On November 17 this year, the Services, Industrial, Professional and Technical Union (SIPTU), Ireland’s largest union, representing 60,000 public service staff, authorised its groups in the public service to ballot for strike action over pay. President Jack O’Connor did the media round, insisting that the state had enough money to hammer out a better deal for public service workers. The government would have to sit down with the unions in the New Year to renegotiate the Lansdowne Road Agreement. Bernard Harbor, the head of communications for the Impact union, expanded on these sentiments, saying, “If the government prizes the agreement, and it does, then it will have to do more to protect it.”

The call for a “renegotiation” of the Lansdowne Road Agreement by the unions follows a €40 million pay offer to the Garda (police) to avoid planned strike action. This has been recommended by the Labour Court, which poses as an arbitration body but has a history of anti-worker judgements in industrial disputes. This decision to better fund the repressive state apparatus to ensure its loyalty has been used by the unions to cloak the Labour Court’s long record of implementing wage cuts and job losses.

The muted sabre rattling regarding future strike action will similarly be a cover for SIPTU and the other unions in the public sector concocting a deal with the government which at best will restore only a fraction of the overall cuts to pay and conditions. More no-strike clauses will be added in exchange for this supposed “victory.” While posturing as defenders of the interests of workers, in practise the union bureaucracy is trying to re-establish the “social partnership” agreement with the government it enjoyed before and after 2008.

Enda Kenny’s minority Fine Gael government are already committed to talks in June 2017 when the Lansdowne Road Agreement officially runs out.

The day after Jack O’ Conner of SIPTU announced his strike ballot, the national executive council of the union asked its groups in the public service to postpone the ballots until December 1 to facilitate “further talks by the Irish Congress of Trade Unions (ICTU) and contacts with the government on the pay issue.”

The Civil Public and Services Union (CPSU), with around 13,000 members, posted a circular on its web site on November 23, stating, “Unions agreed measures to help restore the public finances, but the Government committed to ensuring that when those finances were restored, the lower paid would be the first to benefit” (emphasis added). Fine Gael is in reality presiding over a severe housing crisis and growing poverty levels, despite an upturn in employment. According to the Economic Research Institute one in every seven of the Irish population (15.2 percent) lives on an income below the official poverty line. Given a population of approximately 4.61 million, this means that just over 700,000 people live at risk of poverty.
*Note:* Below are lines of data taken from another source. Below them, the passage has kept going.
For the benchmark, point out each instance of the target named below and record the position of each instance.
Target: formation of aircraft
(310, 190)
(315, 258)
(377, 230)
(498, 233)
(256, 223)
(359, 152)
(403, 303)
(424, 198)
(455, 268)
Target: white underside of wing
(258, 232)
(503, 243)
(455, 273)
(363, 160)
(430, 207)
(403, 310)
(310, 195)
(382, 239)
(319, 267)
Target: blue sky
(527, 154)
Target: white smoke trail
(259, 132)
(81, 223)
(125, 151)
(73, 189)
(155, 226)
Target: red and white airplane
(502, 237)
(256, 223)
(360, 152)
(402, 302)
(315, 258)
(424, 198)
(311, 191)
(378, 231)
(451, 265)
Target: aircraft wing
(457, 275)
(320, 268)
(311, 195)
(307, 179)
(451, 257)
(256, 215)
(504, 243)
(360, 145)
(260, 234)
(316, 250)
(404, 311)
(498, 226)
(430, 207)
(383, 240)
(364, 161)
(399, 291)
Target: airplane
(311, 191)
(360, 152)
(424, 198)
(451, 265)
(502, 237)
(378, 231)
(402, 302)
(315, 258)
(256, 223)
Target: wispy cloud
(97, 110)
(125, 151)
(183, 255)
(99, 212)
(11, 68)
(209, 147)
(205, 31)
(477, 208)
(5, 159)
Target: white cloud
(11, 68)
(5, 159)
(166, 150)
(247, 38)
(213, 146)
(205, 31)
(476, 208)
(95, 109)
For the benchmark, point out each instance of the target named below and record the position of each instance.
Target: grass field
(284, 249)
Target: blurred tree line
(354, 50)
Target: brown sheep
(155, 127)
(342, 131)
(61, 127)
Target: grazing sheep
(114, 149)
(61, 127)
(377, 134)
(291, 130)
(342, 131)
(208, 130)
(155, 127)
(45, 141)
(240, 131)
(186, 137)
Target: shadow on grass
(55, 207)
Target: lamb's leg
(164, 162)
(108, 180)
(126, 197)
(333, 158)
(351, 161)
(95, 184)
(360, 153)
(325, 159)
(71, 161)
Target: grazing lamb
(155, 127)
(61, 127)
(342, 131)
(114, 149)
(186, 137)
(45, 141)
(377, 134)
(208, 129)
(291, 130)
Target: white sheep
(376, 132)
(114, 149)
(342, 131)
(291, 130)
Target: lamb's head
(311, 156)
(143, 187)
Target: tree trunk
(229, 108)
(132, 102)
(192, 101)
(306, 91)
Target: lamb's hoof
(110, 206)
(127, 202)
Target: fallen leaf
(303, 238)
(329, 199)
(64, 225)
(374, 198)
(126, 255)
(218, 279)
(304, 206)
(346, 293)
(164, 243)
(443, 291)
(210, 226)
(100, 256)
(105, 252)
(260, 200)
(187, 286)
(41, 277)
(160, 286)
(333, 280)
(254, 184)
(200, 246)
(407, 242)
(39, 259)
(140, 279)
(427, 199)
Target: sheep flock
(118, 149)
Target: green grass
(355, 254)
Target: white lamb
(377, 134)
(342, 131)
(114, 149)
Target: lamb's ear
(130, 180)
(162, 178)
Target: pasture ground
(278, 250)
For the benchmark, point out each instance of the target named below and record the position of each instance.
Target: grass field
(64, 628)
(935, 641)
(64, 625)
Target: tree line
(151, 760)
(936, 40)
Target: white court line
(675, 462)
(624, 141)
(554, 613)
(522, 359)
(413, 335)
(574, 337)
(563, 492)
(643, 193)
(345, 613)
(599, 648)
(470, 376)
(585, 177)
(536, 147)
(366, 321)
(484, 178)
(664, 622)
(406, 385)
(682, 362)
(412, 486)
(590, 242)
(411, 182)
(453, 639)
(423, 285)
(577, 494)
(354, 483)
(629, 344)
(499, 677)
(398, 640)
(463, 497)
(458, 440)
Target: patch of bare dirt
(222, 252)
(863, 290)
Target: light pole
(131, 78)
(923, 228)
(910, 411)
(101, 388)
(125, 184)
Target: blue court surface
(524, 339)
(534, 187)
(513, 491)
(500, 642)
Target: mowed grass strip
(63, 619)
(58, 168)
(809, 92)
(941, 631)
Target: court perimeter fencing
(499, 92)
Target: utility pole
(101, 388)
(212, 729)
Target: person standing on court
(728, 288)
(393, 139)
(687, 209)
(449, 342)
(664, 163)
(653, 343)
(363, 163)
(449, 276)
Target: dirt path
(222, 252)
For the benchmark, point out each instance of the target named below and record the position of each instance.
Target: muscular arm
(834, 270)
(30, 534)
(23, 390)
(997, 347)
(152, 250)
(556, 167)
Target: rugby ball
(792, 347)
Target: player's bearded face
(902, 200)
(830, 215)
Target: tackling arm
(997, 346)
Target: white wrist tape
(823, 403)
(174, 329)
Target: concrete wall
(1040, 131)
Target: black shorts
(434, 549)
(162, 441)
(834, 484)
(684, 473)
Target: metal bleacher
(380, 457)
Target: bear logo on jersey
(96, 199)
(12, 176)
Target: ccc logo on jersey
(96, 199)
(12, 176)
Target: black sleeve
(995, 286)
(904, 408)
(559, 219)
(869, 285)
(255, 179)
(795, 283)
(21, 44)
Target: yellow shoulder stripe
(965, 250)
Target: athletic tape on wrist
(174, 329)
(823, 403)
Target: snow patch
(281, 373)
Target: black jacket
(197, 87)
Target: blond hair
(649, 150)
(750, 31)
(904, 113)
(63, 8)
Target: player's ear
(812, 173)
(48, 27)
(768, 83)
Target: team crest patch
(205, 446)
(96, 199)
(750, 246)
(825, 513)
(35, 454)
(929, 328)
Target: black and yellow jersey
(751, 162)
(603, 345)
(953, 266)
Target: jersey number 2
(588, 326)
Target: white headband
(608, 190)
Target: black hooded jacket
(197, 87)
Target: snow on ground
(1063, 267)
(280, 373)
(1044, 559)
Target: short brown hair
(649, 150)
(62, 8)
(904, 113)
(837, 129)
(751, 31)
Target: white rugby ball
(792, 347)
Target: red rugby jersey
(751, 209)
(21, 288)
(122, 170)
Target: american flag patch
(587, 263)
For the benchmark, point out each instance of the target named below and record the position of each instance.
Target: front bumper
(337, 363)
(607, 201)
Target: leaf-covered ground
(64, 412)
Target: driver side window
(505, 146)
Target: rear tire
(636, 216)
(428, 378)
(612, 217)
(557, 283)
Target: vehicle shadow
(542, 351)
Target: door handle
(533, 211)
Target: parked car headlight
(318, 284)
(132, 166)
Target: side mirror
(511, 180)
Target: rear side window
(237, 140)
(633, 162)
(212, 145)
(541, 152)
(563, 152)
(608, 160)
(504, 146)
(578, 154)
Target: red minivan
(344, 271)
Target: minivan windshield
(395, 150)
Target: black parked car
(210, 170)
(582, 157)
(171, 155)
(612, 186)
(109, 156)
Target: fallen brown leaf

The union leaders have been immune to the hardships they have helped to impose on their members. All but one Irish union leader is on a salary of more than €100,000, with the highest paid on a package of just under €200,000. Many receive additional generous expenses and all are in defined benefit pension schemes. While the most devastating austerity measures and pay cuts were being shouldered by the working class in 2009, the head of the Impact union, Peter McLoone, was being paid €171,313 a year. Shay Cody, the current head of Impact, is on €162,062 a year. Irish Bank Officials’ Association (IBOA) head Larry Broderick is the highest paid union leader, at €198,646 annually.

There is no possibility that working people will improve pay and conditions or mount a real struggle against the Irish ruling elite by depending on the unions. It is an illusion from which a growing number of workers have broken. Union membership has now plummeted from a high of 46 percent in 1994 to its present level of 29 percent. Almost 70 percent of these workers are in the public service. A genuine opposition movement can develop only to the extent that working people break organisationally and politically from the unions and build independent organisations of class struggle and a new socialist party.